Как я себя люблю! Ни над чем не умиляюсь так, как над своим несчастьем! Слово неудачное, никакого несчастья еще нет… Господи, сжалься надо мной! Дай мне все забыть, потому что я уже простила.
Грудь у меня стеснена, голос сник, лицо мертвое. Хорошо, что там была тетя, а не Колиньон. <…>
Ах, Господи, Господи, Господи, дай мне забыть! Это было грязно, это было стыдно, это было отвратительно! Хотя, с другой стороны, я довольна, потому что теперь у меня есть повод всех презирать.
Пятница, 19 мая 1876 года
<…> Доложили о приходе графа Антонелли, я была еще одна, потому что тете взбрело в голову после Санта-Марии Маджоре осматривать Пантеон. Сердце у меня билось так сильно, что я боялась, что его стук будет слышен, как пишут в романах. Он сел рядом со мной и попытался взять меня за руку, но я ее сразу же отняла. Тогда он сказал, что он меня любит, я с вежливой улыбкой его отстранила.

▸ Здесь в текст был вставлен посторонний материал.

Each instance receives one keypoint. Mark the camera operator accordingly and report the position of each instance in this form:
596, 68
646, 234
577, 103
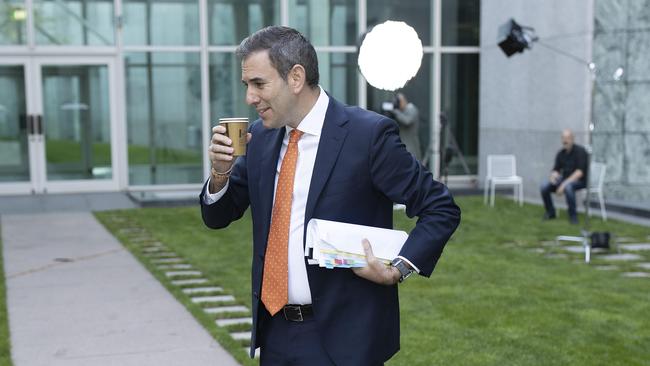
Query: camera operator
407, 116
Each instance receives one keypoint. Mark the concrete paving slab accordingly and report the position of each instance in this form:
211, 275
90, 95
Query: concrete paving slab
635, 247
191, 281
183, 273
98, 307
152, 249
162, 254
226, 309
167, 260
607, 268
644, 265
202, 290
219, 298
238, 336
175, 266
621, 257
233, 321
636, 274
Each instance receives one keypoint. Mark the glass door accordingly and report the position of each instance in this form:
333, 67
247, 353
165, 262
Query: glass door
16, 127
57, 125
75, 120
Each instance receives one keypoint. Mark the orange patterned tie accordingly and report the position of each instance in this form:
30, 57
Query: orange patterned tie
275, 291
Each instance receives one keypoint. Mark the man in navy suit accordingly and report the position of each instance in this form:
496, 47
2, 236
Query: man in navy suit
346, 164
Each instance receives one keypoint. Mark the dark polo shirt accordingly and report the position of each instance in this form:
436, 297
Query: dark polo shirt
568, 162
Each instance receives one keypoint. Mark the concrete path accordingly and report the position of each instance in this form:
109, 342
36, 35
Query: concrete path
75, 296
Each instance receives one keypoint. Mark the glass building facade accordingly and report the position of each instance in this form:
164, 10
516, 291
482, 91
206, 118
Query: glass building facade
113, 95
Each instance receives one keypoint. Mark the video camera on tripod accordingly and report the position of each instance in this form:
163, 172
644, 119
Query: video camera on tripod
389, 106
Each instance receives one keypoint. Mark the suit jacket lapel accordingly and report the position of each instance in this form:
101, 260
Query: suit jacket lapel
329, 146
268, 167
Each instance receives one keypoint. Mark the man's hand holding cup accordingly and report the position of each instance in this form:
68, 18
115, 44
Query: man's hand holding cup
229, 139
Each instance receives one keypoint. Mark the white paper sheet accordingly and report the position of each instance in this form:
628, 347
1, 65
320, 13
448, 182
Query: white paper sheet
334, 244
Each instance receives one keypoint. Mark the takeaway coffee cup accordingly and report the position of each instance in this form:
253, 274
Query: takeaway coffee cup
236, 129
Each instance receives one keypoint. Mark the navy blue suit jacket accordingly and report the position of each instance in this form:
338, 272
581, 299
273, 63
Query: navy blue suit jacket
361, 168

– Сию минуту вернется тетя, – сказала я, – наберитесь терпения.
– Мне столько нужно вам сказать, – проговорил он: позавчерашнее явно его смущало.
– В самом деле?
– Но скоро вернется ваша тетя.
– Тогда говорите скорее.
– Нет, послушайте, – сказал он… <…> – давайте поговорим серьезно, вы же никогда не бываете серьезны, так нельзя. <…> Я вас люблю, я говорил с матушкой, я вас люблю. – Потом он обнял меня за талию и, положив мне голову на плечо, как ребенок, сказал: – Будьте моей женой.
«Ну наконец-то!» – воскликнула я про себя, но вслух ничего не ответила.
– Ну так что же? – спросил он. <…>
– Если я соглашусь, то, клянусь головой, вы будете самым счастливым человеком на свете.
– Так мы поженимся.
Я улыбнулась.
– Ах, – вскричал он, прыгая по комнате, – как будет забавно, когда у нас будут детки!
– Вы с ума сошли!
– Да, от любви.
В это время на лестнице послышались голоса, я спокойно уселась и стала ждать тетю, которая вскоре вошла с Потехиным.
С сердца у меня упала огромная тяжесть, я повеселела, а Антонелли был в упоении. <…>
– Спишите вот это, – сказала я, взяв какую-то книгу и написав несколько слов на первой странице.
– Что это?
– Прочтите.
И я указала ему на следующие восемь слов: «Уходите в полночь, я поговорю с вами внизу».
– Поняли? – спросила я, стирая написанное.
– Да. <…>
В четверть первого он поднялся… <…> и стал прощаться, сильно сжимая мне руку.